Savara (NASDAQ:SVRA), a clinical-stage biopharmaceutical company dedicated to rare respiratory diseases, announced on April 7, 2026, that the UK Medicines and Healthcare products Regulatory Agency (MHRA) has accepted its Marketing Authorisation Application (MAA) for MOLBREEVI.
The application, which seeks approval for the treatment of autoimmune pulmonary alveolar proteinosis (aPAP), has been granted Accelerated Review status.
This designation qualifies the filing for a shortened 150-day assessment period, with a final regulatory decision now anticipated in the fourth quarter of 2026.
The UK filing completes a trifecta of major regulatory submissions for Savara.
In the United States, the Food and Drug Administration (FDA) is currently reviewing the MOLBREEVI Biologics License Application (BLA) under Priority Review, with a high-stakes PDUFA action date set for August 22, 2026.
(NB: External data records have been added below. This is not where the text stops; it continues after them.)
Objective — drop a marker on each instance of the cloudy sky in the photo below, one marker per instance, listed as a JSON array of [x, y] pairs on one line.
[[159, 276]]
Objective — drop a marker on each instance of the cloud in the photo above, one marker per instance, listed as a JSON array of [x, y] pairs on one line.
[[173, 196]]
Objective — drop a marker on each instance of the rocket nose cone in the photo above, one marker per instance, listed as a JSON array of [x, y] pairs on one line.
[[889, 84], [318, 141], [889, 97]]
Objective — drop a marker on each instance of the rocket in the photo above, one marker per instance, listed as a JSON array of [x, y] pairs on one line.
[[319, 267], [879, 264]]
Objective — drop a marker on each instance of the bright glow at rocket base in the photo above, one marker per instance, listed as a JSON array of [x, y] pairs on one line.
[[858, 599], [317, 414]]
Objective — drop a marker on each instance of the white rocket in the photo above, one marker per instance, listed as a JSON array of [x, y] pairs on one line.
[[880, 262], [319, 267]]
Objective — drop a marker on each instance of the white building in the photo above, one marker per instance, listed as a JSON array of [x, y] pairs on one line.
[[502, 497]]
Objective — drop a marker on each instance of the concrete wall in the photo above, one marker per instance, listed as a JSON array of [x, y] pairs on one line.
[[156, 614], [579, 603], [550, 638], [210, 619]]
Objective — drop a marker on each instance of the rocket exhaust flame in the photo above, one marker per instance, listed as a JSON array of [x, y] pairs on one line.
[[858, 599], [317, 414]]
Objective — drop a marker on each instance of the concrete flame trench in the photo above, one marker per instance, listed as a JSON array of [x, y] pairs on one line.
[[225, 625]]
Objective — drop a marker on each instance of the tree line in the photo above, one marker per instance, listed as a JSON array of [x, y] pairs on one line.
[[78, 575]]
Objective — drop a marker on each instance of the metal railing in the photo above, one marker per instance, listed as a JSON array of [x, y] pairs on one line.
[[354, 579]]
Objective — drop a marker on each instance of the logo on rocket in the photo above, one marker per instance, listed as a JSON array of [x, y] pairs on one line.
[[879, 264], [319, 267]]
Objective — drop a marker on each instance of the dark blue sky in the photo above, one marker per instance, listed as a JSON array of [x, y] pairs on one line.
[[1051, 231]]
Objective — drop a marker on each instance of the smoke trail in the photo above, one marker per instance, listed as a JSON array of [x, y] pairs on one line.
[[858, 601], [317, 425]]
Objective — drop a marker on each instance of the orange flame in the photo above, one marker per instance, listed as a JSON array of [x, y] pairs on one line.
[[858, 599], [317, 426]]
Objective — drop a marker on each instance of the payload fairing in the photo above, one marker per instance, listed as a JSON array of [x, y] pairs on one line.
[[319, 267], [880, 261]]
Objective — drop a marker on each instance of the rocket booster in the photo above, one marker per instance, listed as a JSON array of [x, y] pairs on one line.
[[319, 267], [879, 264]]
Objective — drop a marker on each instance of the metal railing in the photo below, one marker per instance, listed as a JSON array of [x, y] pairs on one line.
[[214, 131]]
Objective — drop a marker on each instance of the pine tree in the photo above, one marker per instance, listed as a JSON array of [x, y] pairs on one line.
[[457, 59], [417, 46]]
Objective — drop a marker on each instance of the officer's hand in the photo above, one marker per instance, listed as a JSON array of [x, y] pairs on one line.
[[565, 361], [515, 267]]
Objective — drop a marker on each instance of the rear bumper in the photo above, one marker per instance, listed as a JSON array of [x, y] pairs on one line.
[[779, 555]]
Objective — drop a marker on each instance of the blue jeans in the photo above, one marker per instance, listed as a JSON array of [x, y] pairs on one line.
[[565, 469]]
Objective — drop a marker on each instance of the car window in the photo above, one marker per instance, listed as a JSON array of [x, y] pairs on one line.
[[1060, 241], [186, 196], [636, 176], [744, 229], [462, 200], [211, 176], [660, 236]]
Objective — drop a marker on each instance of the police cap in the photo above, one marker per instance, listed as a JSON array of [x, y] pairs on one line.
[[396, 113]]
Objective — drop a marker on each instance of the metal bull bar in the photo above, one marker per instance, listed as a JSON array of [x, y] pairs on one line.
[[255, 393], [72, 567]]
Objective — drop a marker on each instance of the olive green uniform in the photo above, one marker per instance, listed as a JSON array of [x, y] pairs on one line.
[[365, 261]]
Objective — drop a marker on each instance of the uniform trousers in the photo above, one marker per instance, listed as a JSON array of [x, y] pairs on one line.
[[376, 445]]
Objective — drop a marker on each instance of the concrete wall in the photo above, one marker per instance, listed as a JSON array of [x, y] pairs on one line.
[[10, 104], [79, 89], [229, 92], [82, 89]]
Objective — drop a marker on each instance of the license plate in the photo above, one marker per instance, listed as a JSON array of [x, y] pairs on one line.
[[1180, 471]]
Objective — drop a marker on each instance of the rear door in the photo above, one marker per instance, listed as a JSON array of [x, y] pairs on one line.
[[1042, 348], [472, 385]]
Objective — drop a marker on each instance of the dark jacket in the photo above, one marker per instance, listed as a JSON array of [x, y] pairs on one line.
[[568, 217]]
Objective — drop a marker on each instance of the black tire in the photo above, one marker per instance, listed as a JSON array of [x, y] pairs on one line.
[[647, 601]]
Simultaneously, the European Medicines Agency (EMA) is conducting its own review through the Committee for Medicinal Products for Human Use (CHMP), with a decision expected by the first quarter of 2027.
Autoimmune PAP is a rare and chronic lung disease characterized by the buildup of surfactant in the alveoli, which severely impairs gas exchange and can lead to respiratory failure.
MOLBREEVI, an inhaled formulation of recombinant human granulocyte-macrophage colony-stimulating factor (GM-CSF), is designed to restore the natural clearance of surfactant by alveolar macrophages.
The therapy has received extensive regulatory support across all major jurisdictions, including Fast Track and Breakthrough Therapy Designations in the U.S. and Orphan Drug Designation in both the U.S. and Europe.
In the UK, the MHRA had previously granted MOLBREEVI its Innovation Passport and Promising Innovative Medicine (PIM) designations, recognizing the drug's potential to significantly improve patient outcomes in a life-threatening condition.